FDA turns down Satsuma’s nasal migraine treatment
Manufacturing problems have scuppered Satsuma Pharmaceuticals’ chances of a timely FDA approval for its intranasal migraine therapy STS101.
The drug – a new dry powder intranasal formulation of the well-established migraine therapy dihydroergotamine mesylate (DHE) – was submitted for approval in the US last March as an easy-to-use, portable treatment option for acute migraine attacks, with or without aura, in adult patients.
The US regulator has issued a complete response letter to Satsuma – a subsidiary of Japan’s Shin Nippon Biomedical Laboratories (SNBL) – citing chemistry, manufacturing and controls (CMC) issues as the main reasons for the rejection.
The setback means that the California-based company has fallen further behind its rivals in the nasal DHE category, including Impel Neuropharma which got the go-ahead from the FDA for its Trudhesa nasal spray product in 2021, and Bausch Health’s well-established Migranal brand which has been on the market since the late 1990s.

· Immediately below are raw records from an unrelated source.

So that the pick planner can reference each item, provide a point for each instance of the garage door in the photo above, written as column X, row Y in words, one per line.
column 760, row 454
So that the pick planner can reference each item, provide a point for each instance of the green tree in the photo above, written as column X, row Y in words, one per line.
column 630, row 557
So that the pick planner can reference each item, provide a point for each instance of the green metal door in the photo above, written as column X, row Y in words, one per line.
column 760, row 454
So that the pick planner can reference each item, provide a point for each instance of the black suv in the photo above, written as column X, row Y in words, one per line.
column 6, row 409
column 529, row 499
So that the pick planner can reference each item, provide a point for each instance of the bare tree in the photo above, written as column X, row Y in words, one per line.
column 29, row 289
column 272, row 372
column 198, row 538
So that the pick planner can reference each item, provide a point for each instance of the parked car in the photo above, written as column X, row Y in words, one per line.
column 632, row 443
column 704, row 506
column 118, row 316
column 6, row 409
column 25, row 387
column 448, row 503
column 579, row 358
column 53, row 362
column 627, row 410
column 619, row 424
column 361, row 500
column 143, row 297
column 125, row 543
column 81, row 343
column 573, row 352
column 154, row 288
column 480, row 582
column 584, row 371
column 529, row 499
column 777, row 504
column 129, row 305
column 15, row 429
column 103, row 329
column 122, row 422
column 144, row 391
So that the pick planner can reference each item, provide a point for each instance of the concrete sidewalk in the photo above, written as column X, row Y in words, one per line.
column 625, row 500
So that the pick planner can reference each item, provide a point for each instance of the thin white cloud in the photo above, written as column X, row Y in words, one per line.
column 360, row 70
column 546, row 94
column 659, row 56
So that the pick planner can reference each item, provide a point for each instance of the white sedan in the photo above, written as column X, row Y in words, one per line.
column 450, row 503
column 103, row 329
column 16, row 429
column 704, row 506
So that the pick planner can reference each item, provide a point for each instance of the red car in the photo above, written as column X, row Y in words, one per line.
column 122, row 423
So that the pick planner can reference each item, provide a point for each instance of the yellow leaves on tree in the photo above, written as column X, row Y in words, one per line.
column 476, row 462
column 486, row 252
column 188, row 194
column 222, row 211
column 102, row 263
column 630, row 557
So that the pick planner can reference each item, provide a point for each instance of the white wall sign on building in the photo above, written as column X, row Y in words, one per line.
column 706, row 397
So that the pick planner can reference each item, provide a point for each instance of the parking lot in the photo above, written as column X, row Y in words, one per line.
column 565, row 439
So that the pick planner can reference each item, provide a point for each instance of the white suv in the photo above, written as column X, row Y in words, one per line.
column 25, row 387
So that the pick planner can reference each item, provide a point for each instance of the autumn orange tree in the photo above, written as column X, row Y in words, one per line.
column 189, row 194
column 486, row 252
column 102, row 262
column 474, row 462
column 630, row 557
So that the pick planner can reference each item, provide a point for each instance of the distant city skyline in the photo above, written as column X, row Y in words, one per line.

STS01 and Trudhesa were designed to overcome limitations with Migranal, including variability between people in drug absorption which means it can take a long time for the drug to start working.
The acute migraine market has also become increasingly crowded with the launch of non-DHE options like Pfizer’s nasally-administered CGRP inhibitor Zavzpret (zavegepant) – added as part of its $11.6 billion takeover of Biohaven in 2022 – plus a series of oral CGRP inhibitors used for acute migraine including Pfizer’s Nurtec ODT (rimegepant) and AbbVie’s Ubrelvy (ubrogepant).
At one point analysts were predicting sales of STS101 might reach $400 million a year, but that was before the delays in the programme and the arrival of competing therapies.
Satsuma said it intends to provide potential timing for a resubmission of the marketing application after it has had a meeting with the FDA, stressing that the CRL did not indicate any concerns about the clinical data package for the drug and the FDA did not request any new clinical trials to support its approval.
“We remain committed to working expeditiously with the FDA to complete the review for STS101 as soon as possible,” commented Dr Ryoichi Nagata, president and chief executive of Satsuma, in a prepared statement.
DHE has been used to treat migraine since the 1940s initially as an intravenous therapy and more recently as subcutaneous and intramuscular injections. The drug has been largely superseded by orally active triptans and latterly CGRPs, although not all patients respond to them and some find it difficult to swallow pills during an attack.